Using "Using"Garbage Collection always impacts performance as you have seen that it suspends all other threads. We can’t do away with this in simple implementation but we can work out to increase performance of Garbage Collection. One main reason why Garbage Collection takes time is to make sure that it is not deleting any object which is in use. But at the same time Garbage Collector doesn’t make sure that it has 100 per cent efficiency. To avoid the load of Garbage Collector to identify which objects to clear one way is use of statement "using". When we use "using" statement after the scope of operation dispose method automatically get called. It basically sets the objects for Garbage Collection and hereby reduces the load the Garbage Collector. But "using" statement has some one condition, user need to implement Dispose method using IDisposable interface.
Now, what I am missing is how GC works in summarized flow, let’s refresh it again and conclude this article
Phase I: Mark
- The GC identifies live object references or application roots.
- It starts walking the roots and building a graph of all objects reachable from the roots.
- If the GC attempts to add an object already present in the graph, then it stops walking down that path. This serves two purposes. First, it helps performance significantly since it doesn’t walk through a set of objects more than once. Second, it prevents infinite loops should you have any circular linked lists of objects. Thus cycles are handles properly.
- The garbage collector now walks through the heap linearly, looking for contiguous blocks of garbage objects (now considered free space).
- The garbage collector then shifts the non-garbage objects down in memory, removing all of the gaps in the heap.

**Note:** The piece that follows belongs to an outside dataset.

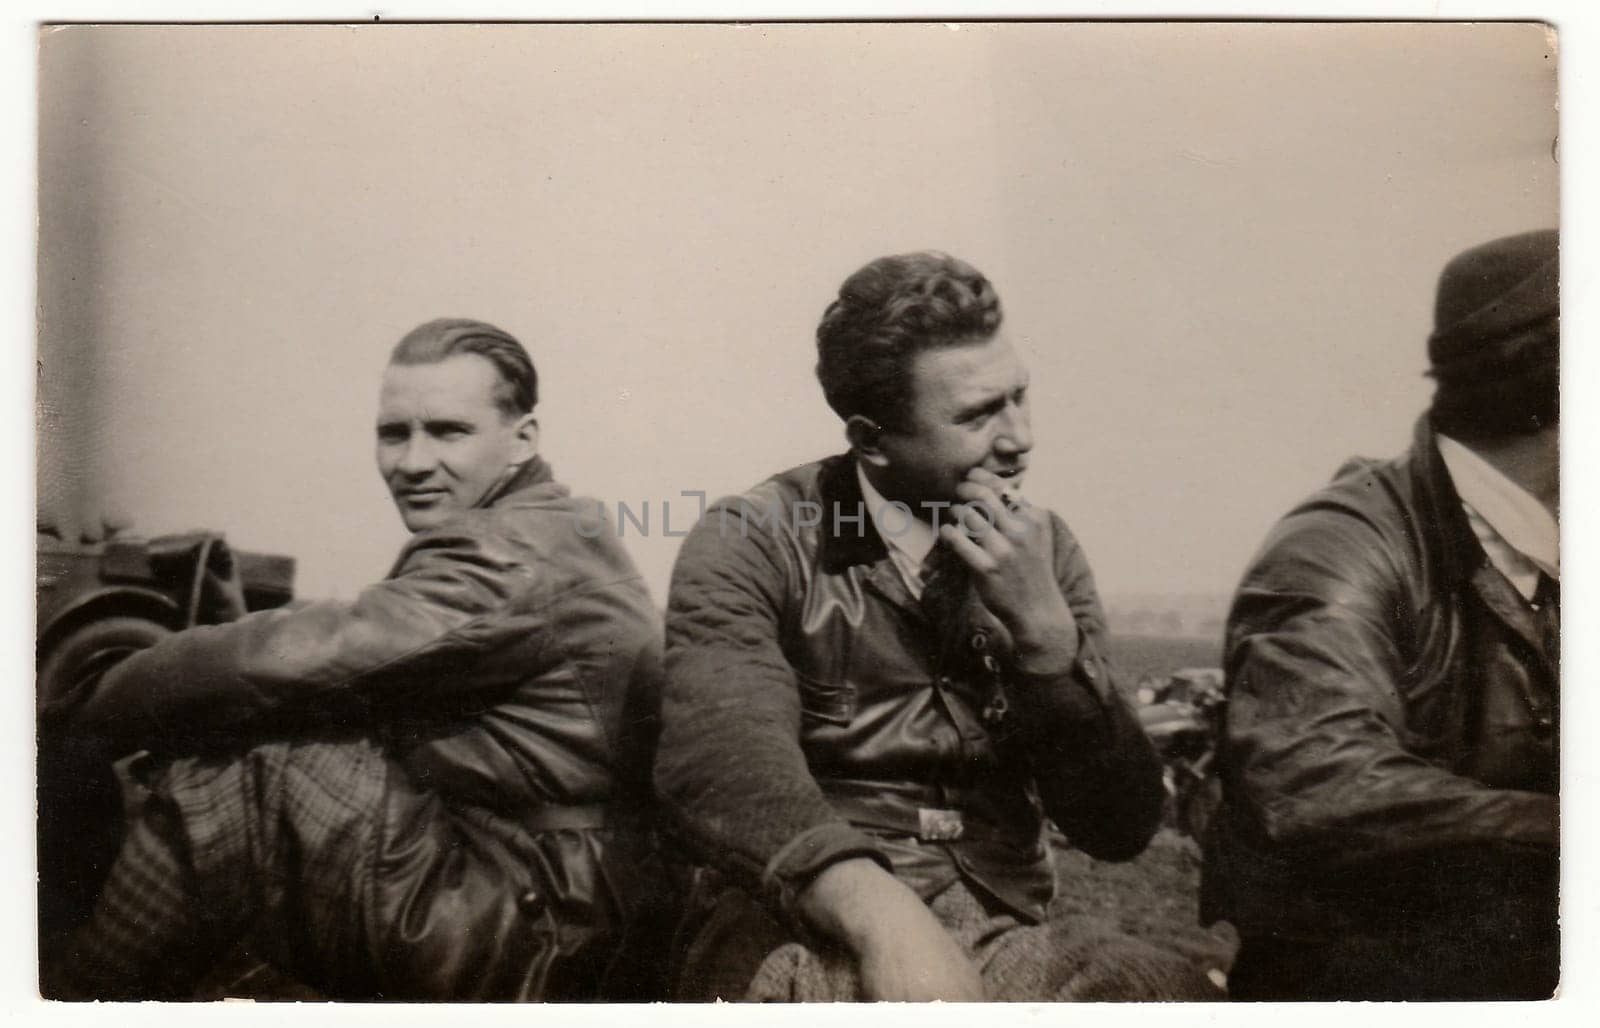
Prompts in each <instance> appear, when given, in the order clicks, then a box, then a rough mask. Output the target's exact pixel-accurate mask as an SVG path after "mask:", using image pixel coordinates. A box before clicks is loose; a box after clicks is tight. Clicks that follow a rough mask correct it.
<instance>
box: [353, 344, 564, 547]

- Moving the objects in memory invalidates all pointers to the objects. So the garbage collector modifies the application’s roots so that the pointers point to the objects’ new locations.
- In addition, if any object contains a pointer to another object, the garbage collector is responsible for correcting these pointers as well.
- Weak references
- Short weak reference table - the object which has a short weak reference to itself is collected immediately without running its finalization method.
- Long weak reference table - the garbage collector collects object pointed to by the long weak reference table only after determining that the object’s storage is reclaimable. If the object has a Finalize method, the Finalize method has been called and the object was not resurrected.
- Newly created objects tend to have short lives i.e. Gen 0 and 1.
- The older an object is, the longer it will survive Gen 2.